Antihelden brechen mit der Möglichkeit des Eskapismus, bei der der Leser seine Wunschträume auf die Hauptfigur projizieren kann, genauso stark, schön, tapfer oder klug zu sein wie der Held der Geschichte. Dafür sind Antihelden in der Regel die vielschichtigeren, tiefer und exakter gezeichneten Charaktere, da sich hier auch Verletzungen und Schwächen einer Figur darstellen lassen.
Der Antiheld ist Ausdruck des modernen Subjekts in all seinen gesellschaftlichen Ambivalenzen und Antithesen; seine Existenz basiert quasi auf seinen Ambivalenzen (gesellschaftlichen Widersprüchen).

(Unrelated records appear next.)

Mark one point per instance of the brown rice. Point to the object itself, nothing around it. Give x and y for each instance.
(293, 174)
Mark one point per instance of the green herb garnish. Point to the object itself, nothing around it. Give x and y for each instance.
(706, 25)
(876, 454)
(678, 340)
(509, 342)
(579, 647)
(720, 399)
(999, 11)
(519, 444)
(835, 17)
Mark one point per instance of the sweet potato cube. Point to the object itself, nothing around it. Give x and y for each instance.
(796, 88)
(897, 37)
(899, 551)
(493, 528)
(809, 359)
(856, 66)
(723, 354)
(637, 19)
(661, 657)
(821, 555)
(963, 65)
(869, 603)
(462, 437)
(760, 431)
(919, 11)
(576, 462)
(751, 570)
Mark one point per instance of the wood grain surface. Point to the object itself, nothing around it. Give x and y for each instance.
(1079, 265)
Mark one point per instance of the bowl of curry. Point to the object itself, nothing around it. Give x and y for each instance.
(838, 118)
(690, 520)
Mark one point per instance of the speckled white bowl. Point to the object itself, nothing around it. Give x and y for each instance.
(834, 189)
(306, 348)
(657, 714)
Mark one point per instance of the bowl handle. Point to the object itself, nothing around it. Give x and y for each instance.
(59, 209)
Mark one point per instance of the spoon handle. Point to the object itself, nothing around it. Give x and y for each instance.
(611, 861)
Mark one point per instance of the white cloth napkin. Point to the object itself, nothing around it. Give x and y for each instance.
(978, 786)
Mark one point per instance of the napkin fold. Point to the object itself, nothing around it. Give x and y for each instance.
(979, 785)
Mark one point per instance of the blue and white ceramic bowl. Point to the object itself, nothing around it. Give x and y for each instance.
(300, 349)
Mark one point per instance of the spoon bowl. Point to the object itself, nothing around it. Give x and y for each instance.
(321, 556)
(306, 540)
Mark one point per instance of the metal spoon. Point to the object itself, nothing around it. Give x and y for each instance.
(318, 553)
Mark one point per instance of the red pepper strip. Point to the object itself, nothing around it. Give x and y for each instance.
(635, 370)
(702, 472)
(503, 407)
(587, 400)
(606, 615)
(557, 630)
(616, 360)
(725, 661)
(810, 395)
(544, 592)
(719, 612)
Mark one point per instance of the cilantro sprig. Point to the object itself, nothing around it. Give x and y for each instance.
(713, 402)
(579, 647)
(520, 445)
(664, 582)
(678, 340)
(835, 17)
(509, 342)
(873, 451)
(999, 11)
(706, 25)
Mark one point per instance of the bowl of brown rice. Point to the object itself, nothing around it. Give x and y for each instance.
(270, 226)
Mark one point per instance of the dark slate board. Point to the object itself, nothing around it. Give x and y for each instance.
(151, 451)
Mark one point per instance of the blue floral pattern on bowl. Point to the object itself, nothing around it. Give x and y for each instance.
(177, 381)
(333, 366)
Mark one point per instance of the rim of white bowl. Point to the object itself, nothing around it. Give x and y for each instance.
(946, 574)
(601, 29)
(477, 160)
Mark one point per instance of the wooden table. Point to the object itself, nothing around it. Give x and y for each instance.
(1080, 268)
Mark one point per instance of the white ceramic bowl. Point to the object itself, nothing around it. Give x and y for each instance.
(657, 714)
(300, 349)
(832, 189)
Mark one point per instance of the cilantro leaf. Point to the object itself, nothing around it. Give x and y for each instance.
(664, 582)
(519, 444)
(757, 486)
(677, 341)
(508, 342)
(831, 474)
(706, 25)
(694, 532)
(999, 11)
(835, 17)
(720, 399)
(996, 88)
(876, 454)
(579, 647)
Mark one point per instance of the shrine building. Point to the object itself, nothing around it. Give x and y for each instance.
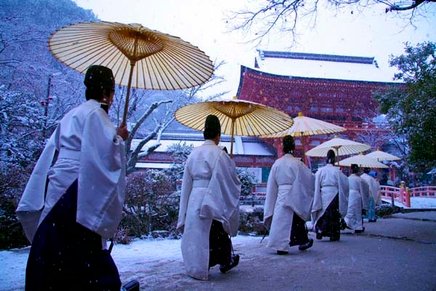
(333, 88)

Diese gesellschaftlichen Widersprüche kulminieren an der Schwelle zur Moderne, aus der der Antiheld hervorgeht, der nunmehr keine Antworten und Lösungen auf die ontologischen Herausforderungen der modernen, säkularisierten Welt finden kann, und sich als Held gerade durch seine einfühlsame Hilflosigkeit auszeichnet. Ebenfalls kennzeichnet ihn seine Humanität, die sich ebenso in (selbst-)zerstörerischen Hass und eine unberechenbare Wut verwandeln kann. Es entsteht eine Figur, „die alle heroischen und aktiven Charakterzüge entbehrt, keine Initiative zeigt und den Ereignissen hilflos und handlungsunfähig, mit strikter Passivität bzw. Resignation und Langeweile gegenübersteht.“[1]

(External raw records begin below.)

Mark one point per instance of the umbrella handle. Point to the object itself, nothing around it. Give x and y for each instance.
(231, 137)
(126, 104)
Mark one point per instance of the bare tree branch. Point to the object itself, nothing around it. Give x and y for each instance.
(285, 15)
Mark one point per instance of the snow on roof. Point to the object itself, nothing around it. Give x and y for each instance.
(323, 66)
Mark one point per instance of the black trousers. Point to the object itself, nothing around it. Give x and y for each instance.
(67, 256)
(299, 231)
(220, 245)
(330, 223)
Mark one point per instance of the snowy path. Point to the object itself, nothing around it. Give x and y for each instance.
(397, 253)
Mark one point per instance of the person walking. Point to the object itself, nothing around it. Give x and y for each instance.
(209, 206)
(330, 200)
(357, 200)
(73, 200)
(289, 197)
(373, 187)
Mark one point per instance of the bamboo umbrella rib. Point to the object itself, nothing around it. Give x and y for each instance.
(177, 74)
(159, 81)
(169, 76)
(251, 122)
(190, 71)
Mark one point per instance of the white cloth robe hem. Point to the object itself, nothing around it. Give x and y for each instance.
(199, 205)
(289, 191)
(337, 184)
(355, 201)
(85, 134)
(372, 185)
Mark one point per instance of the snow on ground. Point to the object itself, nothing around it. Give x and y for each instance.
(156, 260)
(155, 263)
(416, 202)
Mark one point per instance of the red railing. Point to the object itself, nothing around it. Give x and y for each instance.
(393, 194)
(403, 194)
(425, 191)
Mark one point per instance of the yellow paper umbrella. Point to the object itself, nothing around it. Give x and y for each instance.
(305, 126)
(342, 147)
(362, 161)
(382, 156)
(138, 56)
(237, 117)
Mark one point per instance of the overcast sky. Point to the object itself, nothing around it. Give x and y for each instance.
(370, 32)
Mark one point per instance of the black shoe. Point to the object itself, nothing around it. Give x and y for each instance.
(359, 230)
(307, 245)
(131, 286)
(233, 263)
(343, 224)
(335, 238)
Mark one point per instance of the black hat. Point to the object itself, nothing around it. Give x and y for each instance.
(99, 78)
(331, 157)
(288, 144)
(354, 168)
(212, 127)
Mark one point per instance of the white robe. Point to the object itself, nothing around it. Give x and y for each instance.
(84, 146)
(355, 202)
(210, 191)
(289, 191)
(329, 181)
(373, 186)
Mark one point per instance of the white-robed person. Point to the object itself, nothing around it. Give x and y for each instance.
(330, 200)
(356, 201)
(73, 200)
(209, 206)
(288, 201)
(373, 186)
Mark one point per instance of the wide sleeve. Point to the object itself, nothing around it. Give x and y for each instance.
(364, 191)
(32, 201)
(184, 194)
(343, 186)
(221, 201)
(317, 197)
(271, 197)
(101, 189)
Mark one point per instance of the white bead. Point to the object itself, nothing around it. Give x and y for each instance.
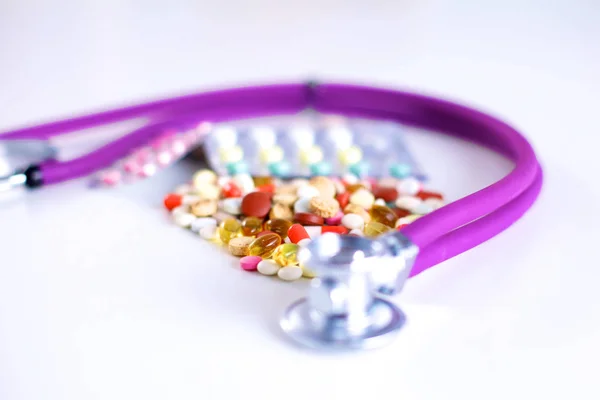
(183, 209)
(189, 199)
(225, 136)
(357, 232)
(264, 136)
(268, 267)
(313, 231)
(409, 187)
(290, 273)
(302, 136)
(362, 198)
(244, 182)
(308, 191)
(208, 232)
(233, 205)
(353, 221)
(200, 223)
(341, 136)
(184, 189)
(408, 202)
(184, 219)
(422, 209)
(203, 177)
(304, 242)
(434, 203)
(350, 179)
(302, 205)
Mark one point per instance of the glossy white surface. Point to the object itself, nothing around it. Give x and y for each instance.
(102, 297)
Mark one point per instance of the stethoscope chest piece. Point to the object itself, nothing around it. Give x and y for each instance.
(345, 309)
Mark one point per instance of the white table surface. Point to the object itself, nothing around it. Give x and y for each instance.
(101, 297)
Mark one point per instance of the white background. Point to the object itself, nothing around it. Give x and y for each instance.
(101, 297)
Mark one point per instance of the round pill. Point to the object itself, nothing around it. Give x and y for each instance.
(209, 232)
(268, 267)
(200, 223)
(256, 204)
(280, 168)
(233, 205)
(302, 205)
(324, 185)
(336, 219)
(297, 232)
(311, 155)
(386, 193)
(204, 177)
(302, 136)
(239, 246)
(172, 200)
(244, 182)
(290, 273)
(304, 242)
(362, 198)
(409, 187)
(231, 154)
(353, 221)
(322, 168)
(351, 155)
(264, 136)
(408, 202)
(308, 191)
(225, 136)
(235, 168)
(308, 219)
(184, 219)
(271, 154)
(204, 208)
(313, 231)
(250, 263)
(341, 230)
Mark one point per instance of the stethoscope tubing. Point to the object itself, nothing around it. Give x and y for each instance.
(439, 235)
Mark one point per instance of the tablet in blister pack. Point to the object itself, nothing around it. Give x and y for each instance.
(317, 146)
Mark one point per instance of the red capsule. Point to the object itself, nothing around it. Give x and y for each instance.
(230, 189)
(342, 230)
(424, 195)
(343, 199)
(172, 200)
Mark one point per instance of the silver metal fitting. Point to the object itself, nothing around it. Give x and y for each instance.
(345, 307)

Zudem ruft ein Antiheld oftmals eine Identifikation bei seinen Generationsgenossen hervor. Seine „Heldenhaftigkeit“ drückt sich darin aus, dass er die gesellschaftliche Biederkeit und Ordnungsliebe lächerlich macht, gegen die er aktiv dennoch nichts unternimmt bzw. unternehmen kann. Deshalb, weil er einerseits durch seine bürgerliche Herkunft, seine Eltern und/oder Freunde, selbst ein Teil dieser Gesellschaft ist, und weil andererseits (gerade dadurch) diese Gesellschaft als übermächtiger und nicht zu besiegender Gegner erscheint. Somit ist ebenfalls ein mal komödiantisch-satirischer, mal tragikomischer Anteil bei der Darstellung eines Antihelden durchweg vorzufinden. Durch sein unabwendbares Scheitern ist er einerseits eine tragische Figur. Andererseits zeigt sich die humoristische Seite vor allem durch die demaskierende Entlarvung des Kontrastes mit der von der Gesellschaft als selbstverständlich eingeforderten Tugendhaftigkeit und dem eigentlichen, nämlich nicht perfekten, geradezu menschlichen Charakter des Antihelden, der gar kein Interesse hat, so tugendhaft und somit konform zu sein, wie es die Gesellschaft wenn nicht explizit so doch implizit fordert. Er zeichnet sich durch Nonkonformität und eine kritische Haltung aus, welche sich wiederum umkehren kann, wenn diese sich allmählich zur Konformität wandelt (Stichwort: „Che-Guevara-Kult“); er zeichnet sich somit (neben seiner Humanität) vor allem durch Originalität aus. Dies ermöglicht ihm wiederum Falschheit und Verstellung bei anderen Menschen zu erkennen. Er besitzt eine kritische Bildung, d. h. eine eigene Meinung, die er sich selbst und ganz allein gebildet hat.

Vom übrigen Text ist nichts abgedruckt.